In 2011, OCOM Chair of Biomedicine Dr. Joe Coletto and Director of Student Affairs Nancy Grotton traveled to Baltimore, Maryland to participate in a Mind-Body Medicine training offered by Georgetown University Medical Center’s Dr. Aviad Haramati. The objective was to train facilitators from medical schools around the world in a program designed to support students in reducing stress levels and increasing self-awareness, so as to become more compassionate people and practitioners.
While Haramati developed the Mind-Body Medicine program to help medical school students, the program also realized additional benefits with the inclusion of faculty and staff in the process. Ultimately, Georgetown’s program proved so successful in reducing stress and increasing compassion that Haramati expanded its reach by offering the training to other medical school faculty and administrators across the US and around the world.
Coletto and Grotton attended Haramati’s training with the intention of introducing the Mind-Body Medicine curriculum to OCOM students, as well as interested faculty and staff, who would then lead Mind-body groups for students. Intention became reality in the winter of 2012, when they introduced the course. To date, OCOM’s Mind-Body Medicine program has engaged more than 70 students, faculty and staff.

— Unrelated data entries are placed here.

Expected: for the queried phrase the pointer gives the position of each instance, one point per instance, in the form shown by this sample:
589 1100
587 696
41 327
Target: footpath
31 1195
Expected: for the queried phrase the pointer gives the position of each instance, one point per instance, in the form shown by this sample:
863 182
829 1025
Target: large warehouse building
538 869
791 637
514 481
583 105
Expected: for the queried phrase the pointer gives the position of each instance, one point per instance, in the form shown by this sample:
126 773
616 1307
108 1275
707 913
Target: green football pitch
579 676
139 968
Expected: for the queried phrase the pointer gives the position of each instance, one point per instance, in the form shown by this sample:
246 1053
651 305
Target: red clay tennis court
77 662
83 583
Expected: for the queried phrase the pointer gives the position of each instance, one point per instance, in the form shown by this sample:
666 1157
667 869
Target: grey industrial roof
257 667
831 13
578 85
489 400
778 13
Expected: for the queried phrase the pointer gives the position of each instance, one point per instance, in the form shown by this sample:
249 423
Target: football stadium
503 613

An experiential meditation course, the 11-week Mind-Body Medicine program introduces a variety of mind-body approaches — including meditation, guided imagery, biofeedback, breathing techniques, art, music and movement — that can alleviate stress and foster self-awareness and self-care. Groups of 10 participants and two facilitators meet for two hours each week. Participants are asked to assess their levels of stress in the first class and again in the final class — this information is tracked via surveys and provides valuable feedback about the impact of the program on participants’ stress levels. At the end of the course, participants are encouraged to continue to engage in one or more of the meditation techniques they learned through the program, to help them maintain healthy levels of stress and continue to connect to their compassionate natures.

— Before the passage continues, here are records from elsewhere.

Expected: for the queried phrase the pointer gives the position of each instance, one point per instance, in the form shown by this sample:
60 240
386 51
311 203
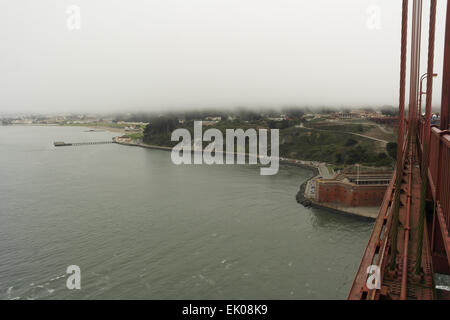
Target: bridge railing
439 177
443 184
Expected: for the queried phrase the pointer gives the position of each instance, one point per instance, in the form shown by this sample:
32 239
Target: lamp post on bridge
421 92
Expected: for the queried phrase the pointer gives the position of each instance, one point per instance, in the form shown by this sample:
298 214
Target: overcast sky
165 54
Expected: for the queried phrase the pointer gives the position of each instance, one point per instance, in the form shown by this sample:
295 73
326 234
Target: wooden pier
76 144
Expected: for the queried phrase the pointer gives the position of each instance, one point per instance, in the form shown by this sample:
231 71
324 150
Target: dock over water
76 144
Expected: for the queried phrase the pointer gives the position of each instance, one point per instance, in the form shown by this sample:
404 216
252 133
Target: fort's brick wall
351 195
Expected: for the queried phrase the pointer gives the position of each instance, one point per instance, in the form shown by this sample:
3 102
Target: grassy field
332 142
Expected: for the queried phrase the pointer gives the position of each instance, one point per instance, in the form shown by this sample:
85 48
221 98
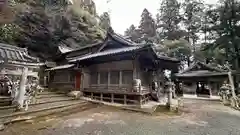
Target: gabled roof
106 53
201 66
111 35
15 54
64 49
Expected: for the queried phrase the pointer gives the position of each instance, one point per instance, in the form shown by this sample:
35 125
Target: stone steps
50 96
46 103
41 101
40 111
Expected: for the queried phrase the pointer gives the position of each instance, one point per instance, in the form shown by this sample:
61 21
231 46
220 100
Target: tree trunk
22 88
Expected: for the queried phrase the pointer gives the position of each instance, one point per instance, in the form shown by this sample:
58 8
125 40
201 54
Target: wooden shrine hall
115 70
201 80
15 60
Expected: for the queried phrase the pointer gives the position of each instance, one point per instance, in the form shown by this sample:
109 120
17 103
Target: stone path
200 118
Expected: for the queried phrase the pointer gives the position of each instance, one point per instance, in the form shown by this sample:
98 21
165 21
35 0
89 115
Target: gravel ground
200 118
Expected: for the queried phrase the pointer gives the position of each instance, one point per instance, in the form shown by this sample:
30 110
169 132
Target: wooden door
78 80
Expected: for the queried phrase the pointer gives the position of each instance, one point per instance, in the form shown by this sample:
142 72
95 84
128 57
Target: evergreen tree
169 20
192 18
105 22
133 34
147 26
224 26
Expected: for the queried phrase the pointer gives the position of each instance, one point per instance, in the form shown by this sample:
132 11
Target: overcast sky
126 12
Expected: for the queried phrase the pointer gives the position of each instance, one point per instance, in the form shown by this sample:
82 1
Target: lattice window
94 78
103 77
114 77
72 76
127 77
60 77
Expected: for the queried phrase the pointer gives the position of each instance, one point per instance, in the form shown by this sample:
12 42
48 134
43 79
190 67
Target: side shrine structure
17 65
116 70
201 80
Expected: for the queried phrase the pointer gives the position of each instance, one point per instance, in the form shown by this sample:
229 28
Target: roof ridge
8 46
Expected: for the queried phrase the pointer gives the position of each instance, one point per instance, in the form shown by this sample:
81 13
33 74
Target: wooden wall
62 79
121 69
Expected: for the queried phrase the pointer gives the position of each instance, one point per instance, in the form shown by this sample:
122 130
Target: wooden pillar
98 76
120 78
112 98
91 95
125 99
109 75
135 76
140 100
22 89
101 97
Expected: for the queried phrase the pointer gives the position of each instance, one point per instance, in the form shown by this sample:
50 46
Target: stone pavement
200 118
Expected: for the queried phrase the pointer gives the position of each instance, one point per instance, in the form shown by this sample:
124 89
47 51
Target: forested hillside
192 30
43 25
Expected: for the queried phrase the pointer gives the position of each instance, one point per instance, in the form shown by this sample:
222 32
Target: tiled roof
202 65
105 53
13 53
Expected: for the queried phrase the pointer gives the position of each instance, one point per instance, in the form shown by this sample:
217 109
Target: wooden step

OCOM participant survey results have been extremely positive in demonstrating decreased stress levels. Given the great source of data the pre and post surveys provide, Coletto and Grotton have now developed a research project that tracks the course’s survey results to document quantitative and qualitative results. Their goal is to share those results with other medical schools to help inspire other schools to adopt the Mind-Body Medicine program. Coletto has successfully done so in Scotland and most recently for Georgetown’s Integrative Physiology master’s students.
Given the program’s success at OCOM over such a short period of time, Coletto believes the number of participants will not only continue to grow each year, but will help the entire college engage in a more positive way. “This program really represents cultural change,” says Coletto, “If enough people — students, staff, faculty — are more self-aware, it will make OCOM’s overall community a better educational institution and workplace, and help us provide better patient care.”

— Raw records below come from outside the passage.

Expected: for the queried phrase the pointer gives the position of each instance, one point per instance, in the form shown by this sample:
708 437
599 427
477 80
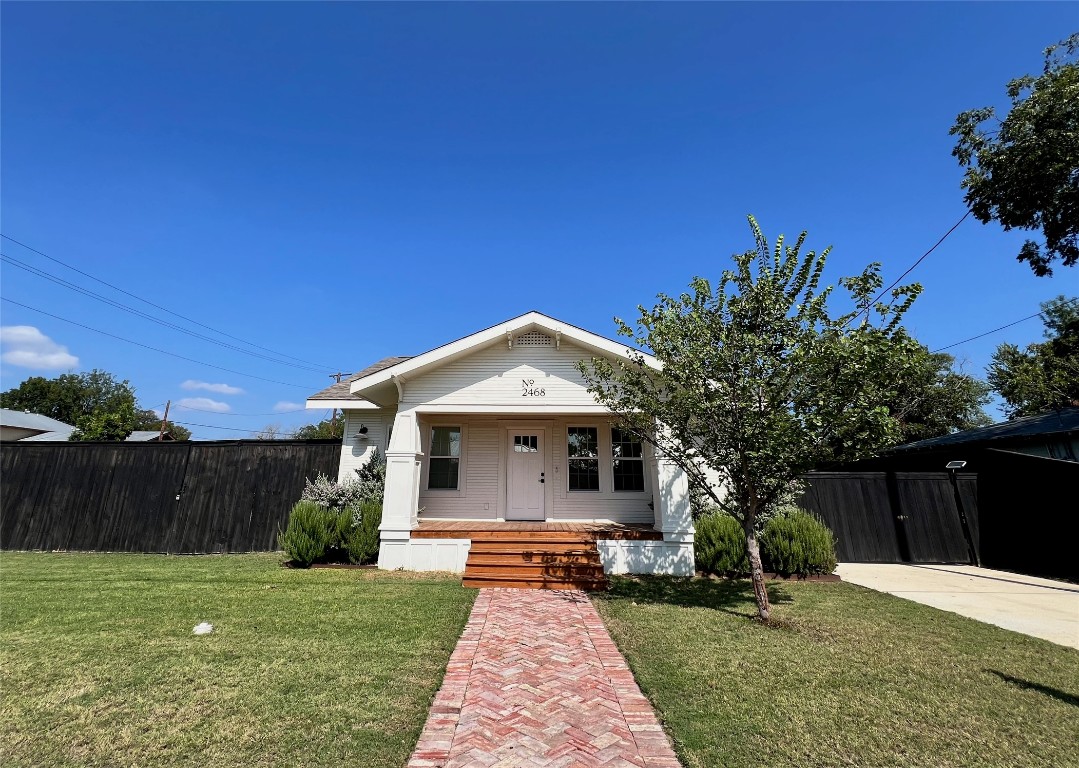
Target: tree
757 384
70 396
112 424
270 432
324 430
1043 376
1025 173
934 399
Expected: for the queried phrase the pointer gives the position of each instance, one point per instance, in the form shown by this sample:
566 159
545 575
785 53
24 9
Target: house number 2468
529 388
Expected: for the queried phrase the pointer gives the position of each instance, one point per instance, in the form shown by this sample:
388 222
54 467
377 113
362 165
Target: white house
495 436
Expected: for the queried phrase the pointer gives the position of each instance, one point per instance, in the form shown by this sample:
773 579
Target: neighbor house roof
340 389
1057 422
24 420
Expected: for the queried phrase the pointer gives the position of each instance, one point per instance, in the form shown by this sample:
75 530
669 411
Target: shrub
362 543
797 543
720 546
332 494
312 532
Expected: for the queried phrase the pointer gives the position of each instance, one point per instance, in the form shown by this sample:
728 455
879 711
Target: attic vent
533 339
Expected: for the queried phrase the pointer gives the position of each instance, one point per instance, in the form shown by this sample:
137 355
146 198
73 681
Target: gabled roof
374 384
340 389
1054 423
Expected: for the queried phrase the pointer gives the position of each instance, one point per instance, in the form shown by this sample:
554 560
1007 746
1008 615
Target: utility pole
336 376
164 421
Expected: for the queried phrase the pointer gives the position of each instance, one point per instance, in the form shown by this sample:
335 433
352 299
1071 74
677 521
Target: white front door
526 481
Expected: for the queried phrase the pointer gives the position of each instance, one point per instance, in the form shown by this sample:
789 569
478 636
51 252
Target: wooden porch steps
534 560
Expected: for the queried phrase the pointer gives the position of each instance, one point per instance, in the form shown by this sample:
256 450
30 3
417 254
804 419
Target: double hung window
588 460
445 467
628 461
584 458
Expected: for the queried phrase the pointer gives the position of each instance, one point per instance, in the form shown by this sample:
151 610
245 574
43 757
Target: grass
313 668
847 677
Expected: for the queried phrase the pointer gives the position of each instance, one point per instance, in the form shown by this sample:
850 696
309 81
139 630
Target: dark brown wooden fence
897 517
180 497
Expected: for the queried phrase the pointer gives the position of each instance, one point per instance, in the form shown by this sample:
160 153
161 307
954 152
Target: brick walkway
536 681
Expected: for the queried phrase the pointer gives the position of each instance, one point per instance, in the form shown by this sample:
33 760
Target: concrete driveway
1036 606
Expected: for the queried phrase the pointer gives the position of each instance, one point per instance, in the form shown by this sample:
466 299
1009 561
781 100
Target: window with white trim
627 463
583 454
444 469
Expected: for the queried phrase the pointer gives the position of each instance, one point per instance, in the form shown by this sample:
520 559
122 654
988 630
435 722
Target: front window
584 457
445 465
628 461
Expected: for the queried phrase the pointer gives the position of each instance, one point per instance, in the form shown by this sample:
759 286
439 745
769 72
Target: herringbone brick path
536 681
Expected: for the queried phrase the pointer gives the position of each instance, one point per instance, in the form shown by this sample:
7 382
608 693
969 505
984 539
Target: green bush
796 543
312 532
362 543
720 546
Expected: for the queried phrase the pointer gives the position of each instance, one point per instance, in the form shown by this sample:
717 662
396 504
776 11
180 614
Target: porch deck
489 529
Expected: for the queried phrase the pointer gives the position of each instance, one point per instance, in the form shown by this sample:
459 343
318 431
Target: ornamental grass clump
338 522
312 531
720 545
795 543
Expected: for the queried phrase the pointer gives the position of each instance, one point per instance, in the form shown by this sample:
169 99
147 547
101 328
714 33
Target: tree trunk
756 571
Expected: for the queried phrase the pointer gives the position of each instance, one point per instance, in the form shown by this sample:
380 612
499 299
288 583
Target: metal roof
24 420
1065 420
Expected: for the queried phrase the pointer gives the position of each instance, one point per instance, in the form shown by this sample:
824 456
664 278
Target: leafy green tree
70 396
95 402
325 429
757 383
1023 170
1042 376
106 424
934 399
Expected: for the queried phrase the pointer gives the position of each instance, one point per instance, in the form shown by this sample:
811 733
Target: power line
210 426
147 346
230 413
1014 323
79 289
158 306
911 268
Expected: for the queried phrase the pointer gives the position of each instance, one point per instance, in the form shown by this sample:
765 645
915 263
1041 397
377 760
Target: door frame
506 429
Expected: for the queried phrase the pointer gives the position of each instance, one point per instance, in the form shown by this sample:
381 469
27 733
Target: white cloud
28 347
219 388
204 403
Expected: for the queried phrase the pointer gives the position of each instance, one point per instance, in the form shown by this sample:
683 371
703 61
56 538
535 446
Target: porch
586 531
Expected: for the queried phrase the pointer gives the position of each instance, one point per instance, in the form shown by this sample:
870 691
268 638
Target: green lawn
849 677
305 668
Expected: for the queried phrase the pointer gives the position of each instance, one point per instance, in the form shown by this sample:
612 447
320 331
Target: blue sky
342 181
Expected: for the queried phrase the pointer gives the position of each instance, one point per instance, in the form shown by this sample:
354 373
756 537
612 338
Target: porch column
403 491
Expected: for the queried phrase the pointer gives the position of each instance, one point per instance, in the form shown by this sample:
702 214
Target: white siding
494 375
354 451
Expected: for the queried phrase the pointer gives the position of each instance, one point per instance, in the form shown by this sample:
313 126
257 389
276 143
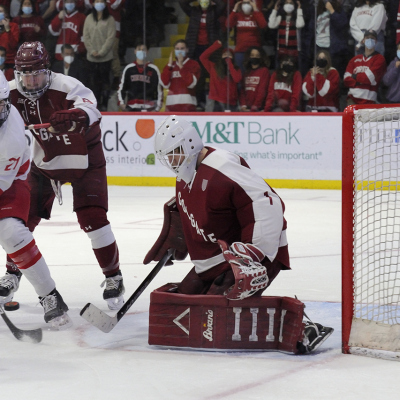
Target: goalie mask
32 74
177 146
5 104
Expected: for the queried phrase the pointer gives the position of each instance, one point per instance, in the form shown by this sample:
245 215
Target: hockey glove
74 120
250 275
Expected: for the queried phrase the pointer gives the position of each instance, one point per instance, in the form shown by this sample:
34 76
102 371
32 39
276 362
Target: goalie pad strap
171 236
250 276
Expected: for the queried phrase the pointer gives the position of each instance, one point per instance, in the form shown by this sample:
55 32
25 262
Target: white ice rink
85 363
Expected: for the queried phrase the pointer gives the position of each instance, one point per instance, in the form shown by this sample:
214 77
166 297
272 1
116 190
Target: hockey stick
32 336
37 126
104 322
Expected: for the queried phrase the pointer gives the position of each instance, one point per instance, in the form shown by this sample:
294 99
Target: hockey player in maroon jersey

OCOM’s Mind-Body Medicine program is now a noncredit elective for master’s students, and has a growing waitlist. Students and facilitators who have completed the course continue to engage in the techniques they found most useful. “The meditation techniques I learned in the Mind-Body program are still as relevant to me now as when we were all going through the class it together,” said one participant. “It really helped me prioritize taking care of me so I could be more effective in other areas of my life, including work — and helped me build stronger ties to the OCOM community, too.”